Written by L. L.
Briceland, PharmD
Professor and Director Experiential Education, Department of Pharmacy
Practice, Albany College of Pharmacy, Albany, New York.
West Nile virus (WNV) infection is caused by a mosquito-borne
flavivirus, which is transmitted to humans through the bite of an
infected mosquito, with birds acting as the primary amplification host.
WNV is endemic to Israel and parts of Europe and Asia; since 1999, WNV
has emerged as an important human and avian disease in the United
States.[1]
Following a bite from an infected mosquito, the virus enters the
person's bloodstream and may cross the blood-brain barrier in the
central nervous system. About 80% of infected people will remain
asymptomatic. Following a 3- to 14-day incubation period, the remaining
individuals will develop an influenza-like illness, characterized by the
sudden onset of fever and/or chills, headache, malaise, and
lymphadenopathy. Fewer than 1% of patients will exhibit severe
neurologic symptoms, including meningitis, encephalitis, or acute
flaccid paralysis, which may lead to permanent impairment. Typically,
symptoms of milder WNV infection resolve over several days; however,
long-term sequelae, including numerous somatic complaints, tremor,
neuropsychological abnormalities, and motor skill deficits, have
recently been shown to exist for at least 12 months post-infection.[2]

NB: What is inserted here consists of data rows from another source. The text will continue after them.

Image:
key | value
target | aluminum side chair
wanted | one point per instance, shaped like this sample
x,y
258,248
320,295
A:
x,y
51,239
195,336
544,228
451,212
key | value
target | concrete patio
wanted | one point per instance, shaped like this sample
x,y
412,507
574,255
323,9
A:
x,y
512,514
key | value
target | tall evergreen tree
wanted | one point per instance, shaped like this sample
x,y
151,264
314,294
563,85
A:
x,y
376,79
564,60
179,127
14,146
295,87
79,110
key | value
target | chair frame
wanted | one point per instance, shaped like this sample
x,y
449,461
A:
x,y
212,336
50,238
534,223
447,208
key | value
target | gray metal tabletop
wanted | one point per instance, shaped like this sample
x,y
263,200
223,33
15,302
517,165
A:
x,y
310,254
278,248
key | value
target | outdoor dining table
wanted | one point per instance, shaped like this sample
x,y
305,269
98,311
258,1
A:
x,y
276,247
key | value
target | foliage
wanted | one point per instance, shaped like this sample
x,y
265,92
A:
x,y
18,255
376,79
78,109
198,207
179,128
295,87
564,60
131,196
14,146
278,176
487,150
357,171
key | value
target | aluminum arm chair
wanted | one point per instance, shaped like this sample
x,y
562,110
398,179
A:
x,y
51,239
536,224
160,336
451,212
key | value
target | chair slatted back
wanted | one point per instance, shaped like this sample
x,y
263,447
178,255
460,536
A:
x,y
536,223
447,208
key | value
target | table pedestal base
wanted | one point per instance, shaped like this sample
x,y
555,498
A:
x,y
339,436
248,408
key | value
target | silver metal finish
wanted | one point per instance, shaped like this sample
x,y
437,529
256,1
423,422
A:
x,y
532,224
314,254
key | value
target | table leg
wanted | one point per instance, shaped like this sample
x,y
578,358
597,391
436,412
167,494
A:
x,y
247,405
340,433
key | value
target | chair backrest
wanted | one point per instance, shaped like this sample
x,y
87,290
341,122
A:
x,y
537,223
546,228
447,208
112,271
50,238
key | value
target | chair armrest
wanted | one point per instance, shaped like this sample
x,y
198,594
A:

There is no specific treatment for WNV. Supportive and symptomatic
care remains the mainstay of therapy, based on the clinical
presentation; this includes ventilatory support and intravenous
rehydration fluids. There are case reports noting some success with the
use of ribavirin and interferon alfa-2b, corticosteroids, antiepileptics,
intravenous immunoglobulin as adjuvant therapy, and/or osmotic agents.[3,4]
Given the lack of definitive therapy for WNV, preventive measures
against mosquito bites are encouraged.